Many commentators believe that the oral argument in the Prop 8 case before the U.S. Supreme Court last week suggests that the Court will "decide not to decide," holding instead that it lacks standing, thus leaving intact the lower court decision reversing the California ban on same-sex marriage. John Bursch, Michigan's solicitor general, disagrees. Writing as a SCOTUSBlog guest, Bursch predicts that the Court will uphold the ban but instead toss out DOMA, the second same-sex marriage case, on federalism grounds. Bursch points out several exchanges in the DOMA oral arguments that suggest a win for the DOMA challenge, but says that the Prop 8 case will go the way his amicus brief urged that it go:
Justice Kennedy’s comments about state power to regulate marriage – calling it “the essence of the State police power” – provide further evidence that he intends to uphold Proposition 8. Acting as the swing vote in both cases, Justice Kennedy seems likely to leave it to the People and their elected representatives to decide what “marriage” means. Given recent trends in the polls, this may be of small comfort to supporters of traditional marriage. But such a pair of decisions would not constitutionalize same-sex marriage, which would also be disappointing to same-sex-marriage advocates.

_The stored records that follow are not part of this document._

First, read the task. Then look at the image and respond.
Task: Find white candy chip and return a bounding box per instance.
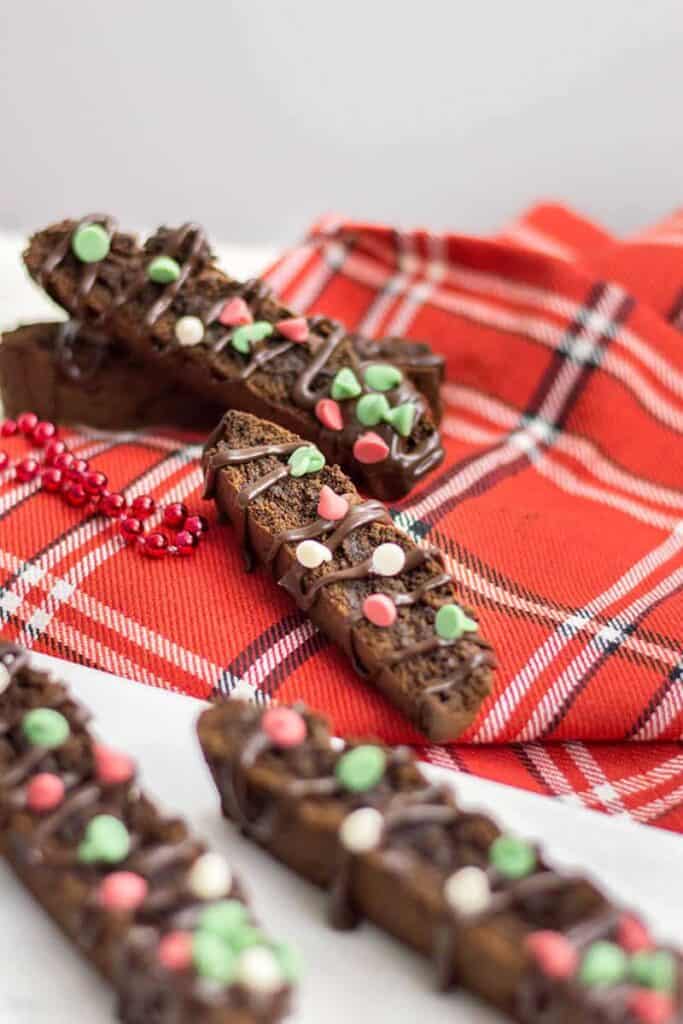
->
[187,853,232,899]
[0,662,11,693]
[373,544,405,575]
[175,316,204,348]
[236,946,285,994]
[443,865,490,918]
[296,541,332,569]
[339,807,384,853]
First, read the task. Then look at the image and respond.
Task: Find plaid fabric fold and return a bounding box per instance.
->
[0,204,683,831]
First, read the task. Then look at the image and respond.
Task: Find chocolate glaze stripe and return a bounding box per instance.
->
[205,440,490,697]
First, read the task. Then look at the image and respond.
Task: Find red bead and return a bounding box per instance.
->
[142,534,168,558]
[67,459,88,483]
[164,502,187,528]
[99,492,126,519]
[130,495,157,519]
[43,439,67,466]
[16,413,38,436]
[40,466,62,494]
[119,516,143,544]
[31,420,57,447]
[52,452,76,469]
[173,529,199,555]
[62,483,88,509]
[97,871,148,912]
[16,459,40,483]
[26,771,65,811]
[185,515,209,537]
[83,473,109,496]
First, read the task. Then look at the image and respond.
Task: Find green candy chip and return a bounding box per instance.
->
[193,931,236,985]
[629,949,676,992]
[287,444,325,476]
[230,321,274,355]
[78,814,130,864]
[335,743,386,793]
[71,223,112,263]
[330,367,362,401]
[364,362,403,391]
[197,899,247,942]
[579,941,628,988]
[147,256,180,285]
[488,836,537,879]
[22,708,71,751]
[434,604,477,640]
[355,394,389,427]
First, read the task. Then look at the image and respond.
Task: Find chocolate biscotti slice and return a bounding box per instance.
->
[25,215,443,500]
[0,321,225,435]
[0,643,296,1024]
[203,411,494,742]
[198,700,683,1024]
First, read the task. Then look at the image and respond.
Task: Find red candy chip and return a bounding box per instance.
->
[353,430,389,466]
[362,594,396,627]
[157,932,193,971]
[275,316,309,341]
[315,398,344,430]
[94,743,135,785]
[261,708,306,748]
[97,871,147,910]
[218,296,253,327]
[26,771,65,811]
[616,913,654,953]
[526,931,579,978]
[317,483,348,522]
[629,988,676,1024]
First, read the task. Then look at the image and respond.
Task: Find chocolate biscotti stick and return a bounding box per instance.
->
[0,643,296,1024]
[203,411,494,742]
[25,215,443,500]
[0,321,224,436]
[198,700,683,1024]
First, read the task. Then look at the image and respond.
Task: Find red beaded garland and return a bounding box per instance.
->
[16,413,38,436]
[119,515,142,544]
[164,502,189,529]
[16,459,40,483]
[31,420,57,447]
[0,412,209,559]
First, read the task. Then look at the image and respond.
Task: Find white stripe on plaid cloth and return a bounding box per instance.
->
[475,531,683,742]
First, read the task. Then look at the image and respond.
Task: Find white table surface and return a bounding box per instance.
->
[0,236,683,1024]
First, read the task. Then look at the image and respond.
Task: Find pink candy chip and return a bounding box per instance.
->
[26,771,65,811]
[315,398,344,430]
[275,316,309,341]
[157,932,193,971]
[353,430,389,466]
[616,913,653,953]
[526,931,579,978]
[94,743,135,785]
[362,594,396,627]
[97,871,147,910]
[261,708,306,749]
[317,483,348,522]
[218,295,254,327]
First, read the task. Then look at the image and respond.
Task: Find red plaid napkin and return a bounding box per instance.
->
[0,205,683,831]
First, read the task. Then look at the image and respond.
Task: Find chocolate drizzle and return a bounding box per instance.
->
[204,436,492,716]
[0,644,289,1024]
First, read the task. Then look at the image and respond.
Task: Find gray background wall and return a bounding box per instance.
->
[0,0,683,242]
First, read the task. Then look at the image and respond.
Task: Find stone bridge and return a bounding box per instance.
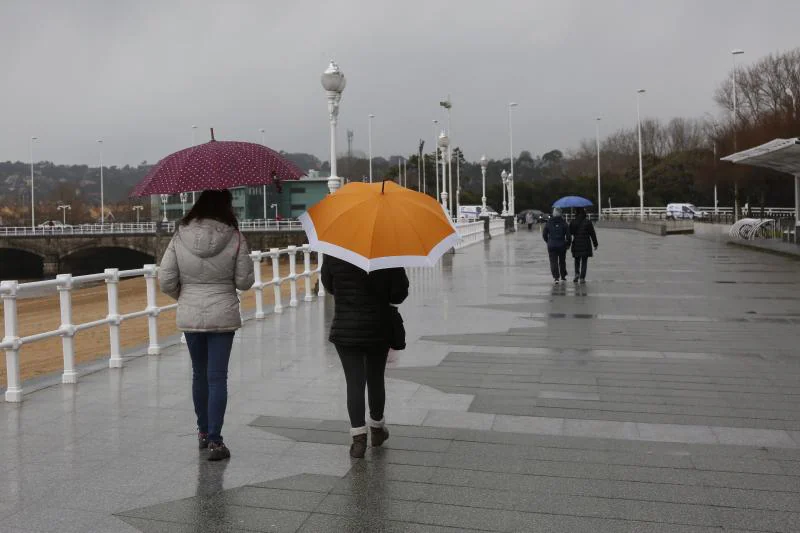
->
[0,230,307,279]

For yet another view of where the Supreme Court might go in DOMA, don't miss Jason Mazzone's Balkinization post urging that the Court "go small:"
Here, then, is the small issue the Court should decide in United States v. Windsor: Does Congress’s limitation of the inheritance tax exemption provision to opposite-sex married couples comply with the equal protection principles of the Fifth Amendment? No need in answering that question to enter the vast federalism minefield. No need to decide a giant equal protection question that implicates more than one thousand federal statutes as well as myriad state law questions (including, yes, marriage itself).
The Court in Windsor should do what it always does: decide one case at a time. This case, this time, presents an issue of the constitutionality of the federal law of inheritance tax.